The Outcome: Partitioning has been a big success in production. IO is way down and my query times have been reduced by 70% or more. I also have more options for managing these tables in small chunks.

Some notes: pick the correct field to partition on. If you have queries that have to navigate a lot of partitions you may find degraded performance. Also, I have left room for growth, adding partitions and ranges to my partition function for data that is not there now but will be one day.

Original answer from only local testing:

Since asking this question I have been doing more research and a POC locally. It was suggested I share this POC in an answer.

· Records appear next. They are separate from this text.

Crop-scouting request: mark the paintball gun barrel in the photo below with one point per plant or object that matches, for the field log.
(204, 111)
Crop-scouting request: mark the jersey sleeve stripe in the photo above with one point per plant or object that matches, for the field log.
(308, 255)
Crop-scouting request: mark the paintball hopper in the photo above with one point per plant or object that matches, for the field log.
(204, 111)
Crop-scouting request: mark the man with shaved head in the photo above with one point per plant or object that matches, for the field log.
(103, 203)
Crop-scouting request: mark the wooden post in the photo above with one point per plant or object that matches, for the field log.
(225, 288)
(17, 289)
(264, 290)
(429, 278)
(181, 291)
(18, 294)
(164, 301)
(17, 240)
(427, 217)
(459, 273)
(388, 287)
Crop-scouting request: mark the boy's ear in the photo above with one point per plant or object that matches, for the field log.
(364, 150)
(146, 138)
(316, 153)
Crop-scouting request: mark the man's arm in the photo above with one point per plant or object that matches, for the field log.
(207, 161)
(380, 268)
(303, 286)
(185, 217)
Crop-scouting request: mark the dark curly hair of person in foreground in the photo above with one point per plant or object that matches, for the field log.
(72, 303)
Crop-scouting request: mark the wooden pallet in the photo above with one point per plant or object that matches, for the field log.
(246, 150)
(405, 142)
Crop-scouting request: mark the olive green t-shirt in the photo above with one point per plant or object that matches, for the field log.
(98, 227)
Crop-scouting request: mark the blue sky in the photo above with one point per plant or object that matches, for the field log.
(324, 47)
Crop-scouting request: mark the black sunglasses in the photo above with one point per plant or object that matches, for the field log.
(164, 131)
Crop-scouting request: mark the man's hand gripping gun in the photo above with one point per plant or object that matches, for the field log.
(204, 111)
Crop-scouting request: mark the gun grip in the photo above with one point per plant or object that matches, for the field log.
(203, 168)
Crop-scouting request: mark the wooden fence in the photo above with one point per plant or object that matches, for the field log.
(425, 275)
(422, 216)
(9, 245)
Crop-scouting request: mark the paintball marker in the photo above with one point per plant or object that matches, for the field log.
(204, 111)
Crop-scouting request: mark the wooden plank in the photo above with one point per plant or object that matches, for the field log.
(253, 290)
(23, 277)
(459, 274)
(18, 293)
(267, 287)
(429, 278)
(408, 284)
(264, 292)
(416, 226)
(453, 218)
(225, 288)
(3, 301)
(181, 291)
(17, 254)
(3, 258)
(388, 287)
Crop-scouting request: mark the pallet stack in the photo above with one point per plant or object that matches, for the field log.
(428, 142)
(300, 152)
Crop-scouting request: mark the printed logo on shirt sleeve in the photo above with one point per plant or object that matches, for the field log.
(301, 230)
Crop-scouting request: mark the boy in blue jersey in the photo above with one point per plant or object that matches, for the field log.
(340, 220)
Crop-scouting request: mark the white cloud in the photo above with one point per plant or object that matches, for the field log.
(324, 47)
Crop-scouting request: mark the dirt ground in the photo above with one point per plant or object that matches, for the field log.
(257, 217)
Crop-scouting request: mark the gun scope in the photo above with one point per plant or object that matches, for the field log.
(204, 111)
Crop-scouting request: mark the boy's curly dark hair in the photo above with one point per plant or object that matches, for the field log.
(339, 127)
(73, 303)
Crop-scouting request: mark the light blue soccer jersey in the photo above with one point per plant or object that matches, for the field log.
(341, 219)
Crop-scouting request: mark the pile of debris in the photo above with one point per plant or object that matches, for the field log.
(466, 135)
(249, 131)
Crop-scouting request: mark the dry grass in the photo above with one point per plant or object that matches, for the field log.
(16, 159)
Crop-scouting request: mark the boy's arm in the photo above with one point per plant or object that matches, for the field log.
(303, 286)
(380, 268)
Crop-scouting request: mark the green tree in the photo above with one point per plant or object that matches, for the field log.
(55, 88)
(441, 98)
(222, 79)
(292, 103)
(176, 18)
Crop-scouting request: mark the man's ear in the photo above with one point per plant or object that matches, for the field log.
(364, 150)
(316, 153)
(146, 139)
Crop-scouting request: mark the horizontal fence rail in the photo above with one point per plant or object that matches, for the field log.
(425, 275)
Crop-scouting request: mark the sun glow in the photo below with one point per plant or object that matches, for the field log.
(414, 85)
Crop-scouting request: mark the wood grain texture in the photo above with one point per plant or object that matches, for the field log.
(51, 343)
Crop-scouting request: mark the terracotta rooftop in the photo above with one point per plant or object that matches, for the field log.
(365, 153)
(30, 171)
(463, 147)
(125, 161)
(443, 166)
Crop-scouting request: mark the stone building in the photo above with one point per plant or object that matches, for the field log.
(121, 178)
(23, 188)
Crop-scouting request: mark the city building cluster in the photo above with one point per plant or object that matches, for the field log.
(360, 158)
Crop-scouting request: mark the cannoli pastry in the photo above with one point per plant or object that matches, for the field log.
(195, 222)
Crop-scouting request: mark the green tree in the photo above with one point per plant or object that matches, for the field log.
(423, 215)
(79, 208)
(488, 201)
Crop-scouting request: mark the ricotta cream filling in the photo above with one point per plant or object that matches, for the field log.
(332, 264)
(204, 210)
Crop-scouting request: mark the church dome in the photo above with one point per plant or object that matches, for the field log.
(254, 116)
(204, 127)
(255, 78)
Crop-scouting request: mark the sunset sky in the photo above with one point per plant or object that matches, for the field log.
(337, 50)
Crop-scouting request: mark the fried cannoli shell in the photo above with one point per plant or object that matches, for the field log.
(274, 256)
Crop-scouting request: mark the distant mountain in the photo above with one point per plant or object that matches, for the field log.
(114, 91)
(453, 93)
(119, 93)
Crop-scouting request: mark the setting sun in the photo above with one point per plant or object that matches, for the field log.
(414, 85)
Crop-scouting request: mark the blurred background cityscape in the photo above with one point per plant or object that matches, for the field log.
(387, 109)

In my POC I chose to use a partition function of:

CREATE PARTITION FUNCTION [MyIntPF](int) 
AS RANGE LEFT 
FOR VALUES (
    N'50'
    , N'100'
    , N'150'
    , N'200'
    , N'250'
    , N'300'
    , N'350'
    , N'400'
    , N'450'
    , N'500'
);

CREATE PARTITION SCHEME [MyIntPS] 
AS PARTITION [MyIntPF] 
TO (
    [MyInt050fg]
    , [MyInt100fg]
    , [MyInt150fg]
    , [MyInt200fg]
    , [MyInt250fg]
    , [MyInt300fg]
    , [MyInt350fg]
    , [MyInt400fg]
    , [MyInt450fg]
    , [MyInt500fg]
    , [MyInt000fg]
);

This function assigns 50 MyInts to each partition with room for a little growth.

Remember that I have roughly 350 distinct MyInts across the 170M records in the PROD CCIs. David Browne suggested a minimum record size of 1M in a partition, which make sense in order to optimize a CCI compressed segment. I am erring larger for two reasons. The first reason is to avoid creating a 100 partition POC monster. The second is that I presume that 1M applies to each table in the partition. I am partitioning four columnstores, the smallest of which has 25M records. If I broke it into 100 pieces it would never achieve a full segment.

In my local development DB I have 2.2M records in the leftmost CCI, and even less than that in the child CCIs. This presents a problem for creating a realistic replication of PROD. I really should prioritize a little extra time to make a big local DB for this, but in the meantime, here are the before/after IO results of the local partition. I have queried for an aggregate from my leftmost CCI predicated on MyInt = a single value.

Not Partitioned

Scan count 1, logical reads 0, physical reads 0, read-ahead reads 0, lob logical reads 1548, 
lob physical reads 0, lob read-ahead reads 44.
Segment reads 4, segment skipped 0.

Partitioned

Scan count 1, logical reads 0, physical reads 0, read-ahead reads 0, lob logical reads 268, 
lob physical reads 0, lob read-ahead reads 0.
Segment reads 1, segment skipped 0.

As expected, SQL Server was able to skip all but one of my partitions in a query with a MyInt equality predicate.

I am continuing to work on this and should have time to update here as things progress.